HDTV That Brings Nature to Living Rooms
Brings National Park Visits Down, Says Biologist
Ahh, summer, the perfect time to get outdoors and enjoy the wonders of nature.
That is, unless you've already had your fill at home in your air-conditioned living room, where, thanks to high-definition technology, you can count the blades of grass while a black bear makes his way across Yosemite Park without having to worry about the corresponding pollen count.
And while conventional wisdom has always held that shows like "Mutual of Omaha's Wild Kingdom" help children learn about and appreciate the natural world, Biology Instructor Patricia Zaradic is wondering if we haven't gone too far and started to favor "virtual" nature over the real thing.
"Kids are watching these programs with this sensational imagery and then they go out in their backyard or to a local park and it seems lackluster in comparison," says Zaradic, who along with Oliver Pergams of the University of Illinois at Chicago writes about the topic in an article for the just-released Summer 2007 issue of the Journal of Developmental Processes.
"Somehow we have to get children to realize that the animals in their backyard are really great too," says Zaradic. "Because it's from the real interactions – the buggy, hot, cold, muddy, dirt under your fingernails nature – that conservationists are born."
Last year, Zaradic and Pergams presented research showing a correlation between an increase in the use of electronic media such as video games, television and the Internet with a corresponding per-capita decline since 1987 in visits to national parks.
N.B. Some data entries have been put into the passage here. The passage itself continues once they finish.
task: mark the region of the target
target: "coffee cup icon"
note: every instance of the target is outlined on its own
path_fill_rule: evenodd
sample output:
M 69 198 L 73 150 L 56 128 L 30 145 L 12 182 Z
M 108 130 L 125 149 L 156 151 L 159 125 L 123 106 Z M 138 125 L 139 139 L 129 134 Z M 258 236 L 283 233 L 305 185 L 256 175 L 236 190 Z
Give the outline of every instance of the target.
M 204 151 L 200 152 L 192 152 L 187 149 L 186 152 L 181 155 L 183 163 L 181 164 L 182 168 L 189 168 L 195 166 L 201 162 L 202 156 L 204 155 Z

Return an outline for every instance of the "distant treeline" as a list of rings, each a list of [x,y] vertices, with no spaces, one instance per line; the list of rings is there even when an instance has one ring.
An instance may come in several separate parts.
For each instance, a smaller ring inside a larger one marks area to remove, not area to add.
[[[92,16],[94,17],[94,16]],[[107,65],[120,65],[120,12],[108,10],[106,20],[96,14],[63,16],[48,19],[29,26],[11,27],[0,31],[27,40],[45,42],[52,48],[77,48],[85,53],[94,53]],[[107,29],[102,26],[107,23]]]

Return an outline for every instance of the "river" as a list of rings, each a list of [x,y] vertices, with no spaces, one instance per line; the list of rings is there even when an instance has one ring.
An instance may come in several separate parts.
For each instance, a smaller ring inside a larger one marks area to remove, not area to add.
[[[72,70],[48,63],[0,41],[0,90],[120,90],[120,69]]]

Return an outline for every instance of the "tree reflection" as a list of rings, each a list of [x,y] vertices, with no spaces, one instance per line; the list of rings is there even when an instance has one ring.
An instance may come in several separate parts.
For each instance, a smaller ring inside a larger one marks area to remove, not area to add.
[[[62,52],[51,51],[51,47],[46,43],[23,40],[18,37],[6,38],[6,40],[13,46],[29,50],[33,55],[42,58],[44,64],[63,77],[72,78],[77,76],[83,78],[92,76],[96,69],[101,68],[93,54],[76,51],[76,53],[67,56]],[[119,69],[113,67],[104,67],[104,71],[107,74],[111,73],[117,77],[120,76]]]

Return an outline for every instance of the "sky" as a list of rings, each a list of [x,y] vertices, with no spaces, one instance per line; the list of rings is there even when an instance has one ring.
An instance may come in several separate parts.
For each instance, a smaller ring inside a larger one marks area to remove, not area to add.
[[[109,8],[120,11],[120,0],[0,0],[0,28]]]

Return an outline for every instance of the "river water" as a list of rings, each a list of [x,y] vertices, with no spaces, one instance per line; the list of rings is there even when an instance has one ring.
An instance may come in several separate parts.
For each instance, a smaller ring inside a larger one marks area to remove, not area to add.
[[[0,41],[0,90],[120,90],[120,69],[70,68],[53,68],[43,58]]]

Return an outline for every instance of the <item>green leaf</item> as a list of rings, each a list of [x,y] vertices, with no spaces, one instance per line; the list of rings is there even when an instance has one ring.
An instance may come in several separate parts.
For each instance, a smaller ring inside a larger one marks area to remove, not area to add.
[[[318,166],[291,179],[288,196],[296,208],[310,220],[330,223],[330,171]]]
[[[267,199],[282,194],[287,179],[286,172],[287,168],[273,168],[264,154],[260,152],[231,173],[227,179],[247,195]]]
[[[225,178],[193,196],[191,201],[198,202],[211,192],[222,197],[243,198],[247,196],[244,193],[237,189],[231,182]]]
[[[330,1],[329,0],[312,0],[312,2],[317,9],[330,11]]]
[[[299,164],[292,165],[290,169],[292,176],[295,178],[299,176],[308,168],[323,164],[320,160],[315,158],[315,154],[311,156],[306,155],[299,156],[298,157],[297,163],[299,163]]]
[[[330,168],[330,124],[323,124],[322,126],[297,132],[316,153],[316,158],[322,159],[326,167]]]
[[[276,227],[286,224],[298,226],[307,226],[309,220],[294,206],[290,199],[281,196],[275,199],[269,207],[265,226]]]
"It seems likely that people are visiting other natural areas less and that this decline is not unique to our national parks," Pergams says. "If further research finds similar longitudinal declines in other nature-related activities, we may be even more certain that people are really turning away from nature in general, rather than just national parks."
"In the short term, this might sound like a good thing for some of these areas since it means less of a strain on the parks," adds Zaradic. "But when you talk to people who are really concerned about conservation and the environment, you find time and again that their passion comes from being exposed to the outdoors and nature as a child.
"So in the short term nature might recover, but in the long term no one's going to care."